To the delight of science fiction fans everywhere, engineers at the Massachusetts Institute of Technology (MIT) have found a way to make spinach plants send emails back to them when they encounter an explosive device.
The U.S.-based researchers did so in their experimentations with a field known as nanobionics – a field that focuses on giving plants new abilities not typically associated with nature.
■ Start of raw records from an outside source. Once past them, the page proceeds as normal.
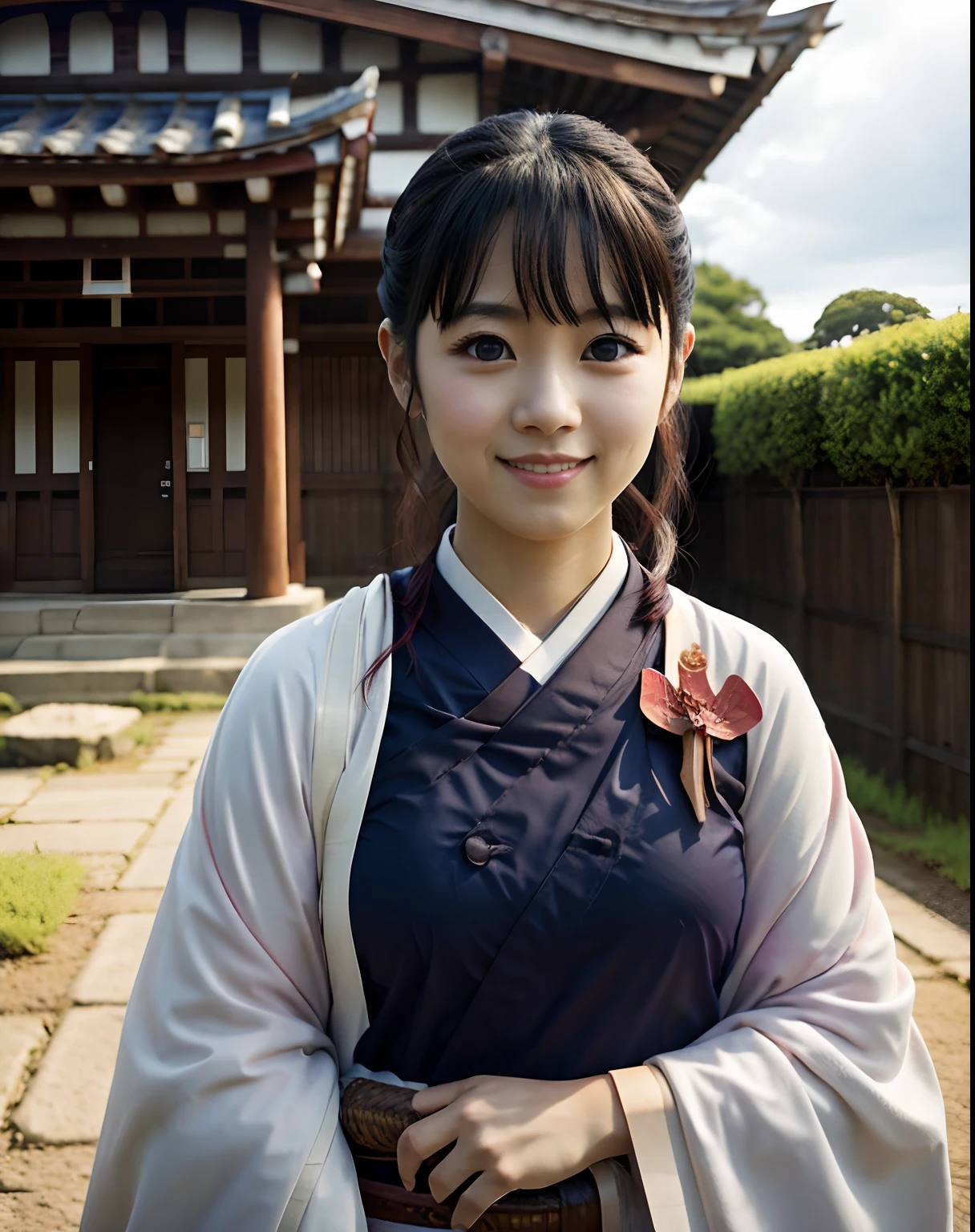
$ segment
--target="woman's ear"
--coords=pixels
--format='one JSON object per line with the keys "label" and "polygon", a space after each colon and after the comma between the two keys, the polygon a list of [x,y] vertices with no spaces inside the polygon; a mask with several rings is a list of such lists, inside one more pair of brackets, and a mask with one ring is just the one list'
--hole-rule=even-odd
{"label": "woman's ear", "polygon": [[379,350],[385,360],[393,393],[396,395],[400,407],[404,410],[409,410],[410,416],[416,419],[417,415],[422,414],[423,407],[420,402],[420,395],[414,388],[406,346],[393,333],[393,322],[390,322],[389,317],[379,326],[378,341]]}
{"label": "woman's ear", "polygon": [[673,365],[673,372],[667,382],[667,392],[664,397],[664,405],[660,410],[660,418],[665,419],[673,407],[675,402],[681,395],[681,386],[683,384],[684,367],[687,361],[691,359],[691,352],[694,350],[694,326],[688,322],[684,325],[684,338],[683,346],[681,347],[681,354],[677,362]]}

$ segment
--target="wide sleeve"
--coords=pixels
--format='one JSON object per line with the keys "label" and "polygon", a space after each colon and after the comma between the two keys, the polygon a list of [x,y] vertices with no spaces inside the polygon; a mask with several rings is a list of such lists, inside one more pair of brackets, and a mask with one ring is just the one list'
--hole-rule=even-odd
{"label": "wide sleeve", "polygon": [[[836,753],[787,652],[691,602],[718,679],[740,673],[764,711],[748,736],[747,890],[721,1020],[650,1058],[707,1227],[944,1232],[942,1096]],[[652,1210],[651,1190],[652,1178]]]}
{"label": "wide sleeve", "polygon": [[273,1232],[295,1186],[311,1196],[292,1227],[364,1232],[310,818],[330,618],[268,638],[220,716],[129,1000],[82,1232]]}

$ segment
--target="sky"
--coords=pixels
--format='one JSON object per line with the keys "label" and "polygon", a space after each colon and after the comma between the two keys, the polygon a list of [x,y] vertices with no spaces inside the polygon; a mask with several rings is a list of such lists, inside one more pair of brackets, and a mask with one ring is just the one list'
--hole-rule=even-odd
{"label": "sky", "polygon": [[694,259],[755,283],[796,341],[856,287],[970,308],[969,5],[837,0],[836,22],[683,201]]}

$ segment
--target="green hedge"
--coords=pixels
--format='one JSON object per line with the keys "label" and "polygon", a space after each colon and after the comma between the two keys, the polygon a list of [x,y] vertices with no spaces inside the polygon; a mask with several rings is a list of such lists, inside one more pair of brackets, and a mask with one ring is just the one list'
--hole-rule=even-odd
{"label": "green hedge", "polygon": [[686,381],[713,405],[723,474],[801,482],[829,463],[851,483],[950,483],[970,466],[968,313],[915,320],[720,376]]}

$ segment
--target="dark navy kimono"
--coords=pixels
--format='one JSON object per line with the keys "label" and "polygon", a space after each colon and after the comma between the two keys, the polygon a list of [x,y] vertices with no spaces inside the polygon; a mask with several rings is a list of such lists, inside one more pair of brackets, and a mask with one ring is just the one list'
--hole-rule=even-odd
{"label": "dark navy kimono", "polygon": [[745,896],[745,738],[715,742],[726,807],[699,825],[681,738],[640,713],[640,671],[664,662],[662,625],[634,621],[643,582],[630,558],[539,686],[436,574],[415,658],[393,657],[352,864],[357,1063],[431,1085],[579,1078],[718,1020]]}

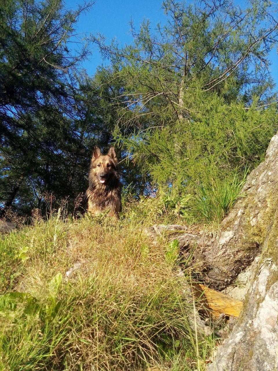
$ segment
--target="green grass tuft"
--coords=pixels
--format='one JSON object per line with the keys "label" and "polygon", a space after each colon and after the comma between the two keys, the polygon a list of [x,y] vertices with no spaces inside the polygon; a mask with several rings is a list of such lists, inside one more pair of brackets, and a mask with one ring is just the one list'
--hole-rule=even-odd
{"label": "green grass tuft", "polygon": [[1,371],[202,369],[211,342],[196,341],[175,259],[143,232],[148,220],[58,213],[1,236]]}

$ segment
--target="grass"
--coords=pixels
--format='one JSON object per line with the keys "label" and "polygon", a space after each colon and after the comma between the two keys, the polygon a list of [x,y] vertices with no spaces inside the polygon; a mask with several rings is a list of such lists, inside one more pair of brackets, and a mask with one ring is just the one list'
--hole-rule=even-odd
{"label": "grass", "polygon": [[242,179],[236,174],[232,181],[216,180],[210,187],[196,187],[193,195],[163,198],[165,207],[179,215],[183,223],[219,225],[239,197],[244,197],[242,189],[246,180],[248,169]]}
{"label": "grass", "polygon": [[142,209],[140,223],[58,213],[2,236],[1,371],[204,368],[213,341],[191,329],[168,248],[143,232],[154,211]]}

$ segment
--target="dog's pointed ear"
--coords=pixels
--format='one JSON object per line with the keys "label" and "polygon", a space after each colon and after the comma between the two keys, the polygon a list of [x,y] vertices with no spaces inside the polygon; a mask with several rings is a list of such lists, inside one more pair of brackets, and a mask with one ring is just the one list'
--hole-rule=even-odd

Professor Michael Strano, who specializes in chemical engineering at MIT, led the study. He explained that plants are very environmentally responsive, and are able to pick up on natural occurrences such as droughts and soil potential long before humans can, due to the chemical signalling pathways in their structures.
The process behind how spinach can detect an explosive is an interesting one, with an extensive use of technology. The spinach root first recognizes something known as nitroaromatic compounds, which are usually found in explosives comparable to landmines. Upon this discovery, carbon nanotubes within the spinach emit a signal, which is then picked up by an infrared camera that sends an email alerting scientists of the detection.
While this may seem like a novel experiment, Strano and his team believe that the advantages of such a technology could be plentiful in terms of warning researchers of pollutants and other environmental conditions.
Plants take in a lot of information from their surroundings, and can prove useful in detecting ecological changes.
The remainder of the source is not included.